Autre argument du gouvernement : les lieux culturels génèrent des files d’attente. « C’est faux. Aujourd’hui, la quasi-totalité du public achète son billet sur internet. Cela lui coûte d’ailleurs moins cher ». Nouvelle raison : le manque de données scientifiques. « Il aura tout de même fallu attendre dix mois pour entendre cela ». Les bons résultats des expériences menées au Luxembourg et en Espagne ne suffisent pas. « Le gouvernement a besoin de territorialité dans ces études. Nous allons alors organiser des concerts-tests ». Ce pourrait être prochainement à Marseille. Par ailleurs, « nous commençons à travailler avec les professionnels de la santé qui partagent nos analyses et considèrent que nos lieux ne sont pas plus dangereux ».

De la dernière réunion au ministère de la Culture, il en est ressorti « pas grand-chose, estime la déléguée du SMA. Nous avons exposé ce que nous étions prêts à consentir : des jauges dégradées de 10 à 20 % avec une compensation des pertes de la billetterie par le centre national de la musique, la tenue des concerts pendant un couvre-feu, à 21 heures minimum, avec un horodatage des billets afin que le public puisse rentrer chez lui.

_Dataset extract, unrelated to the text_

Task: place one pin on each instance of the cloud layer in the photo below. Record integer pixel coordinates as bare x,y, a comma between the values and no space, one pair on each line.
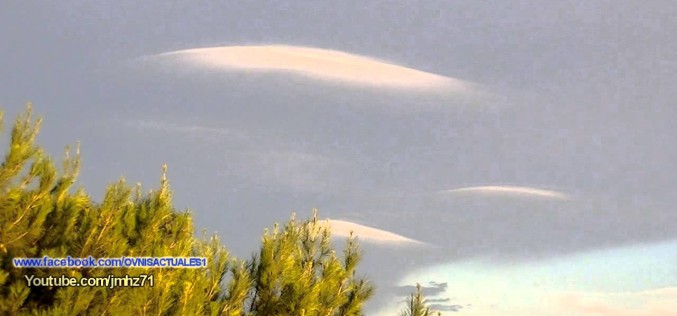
368,234
317,63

Nous sommes d’accord pour recommander le téléchargement de l’application stopcovid mais ne pas l’imposer ».

Des aides encore

Jusqu’alors, le secteur des musiques actuelles traverse l’épidémie. « Nous n’avons pas eu de défaillances ». Les aides accordées seront-elles encore suffisantes ? Aurélie Hannedouche s’inquiète du changement des règles de l’activité partielle à partir de février 2021. « Elles sont maintenues pour les établissements fermés mais pas pour les autres structures, comme les producteurs de spectacles. C’est aberrant. Les seconds ne peuvent pas travailler si les premiers sont fermés ».

Quant à l’année blanche jusqu’en août 2021 pour les intermittents, elle ne sera pas suffisante. « Ils n’ont plus que six mois pour faire leurs heures et reprendre à plein pot. C’est infaisable ». Le manque de perspectives pèse aussi sur la tenue des festivals. « Ils doivent avoir lieu. Certains ont été annulés en 2020 mais beaucoup ont été reportés et le public a gardé les billets. La plupart n’ont pas la capacité de rembourser. Le festival à Albi a déjà décidé de multiplier les dates. Il se déroulera non pas sur trois mais six jours avec une jauge de 5 000 au lieu de 18 000 personnes. Et cela coûte plus cher ».

L’horizon ne s’éclaircit pas encore. « Cela a assez duré. Nous avons décidé d’être plus offensifs. Les discussions seront plus musclées dans les prochains jours ».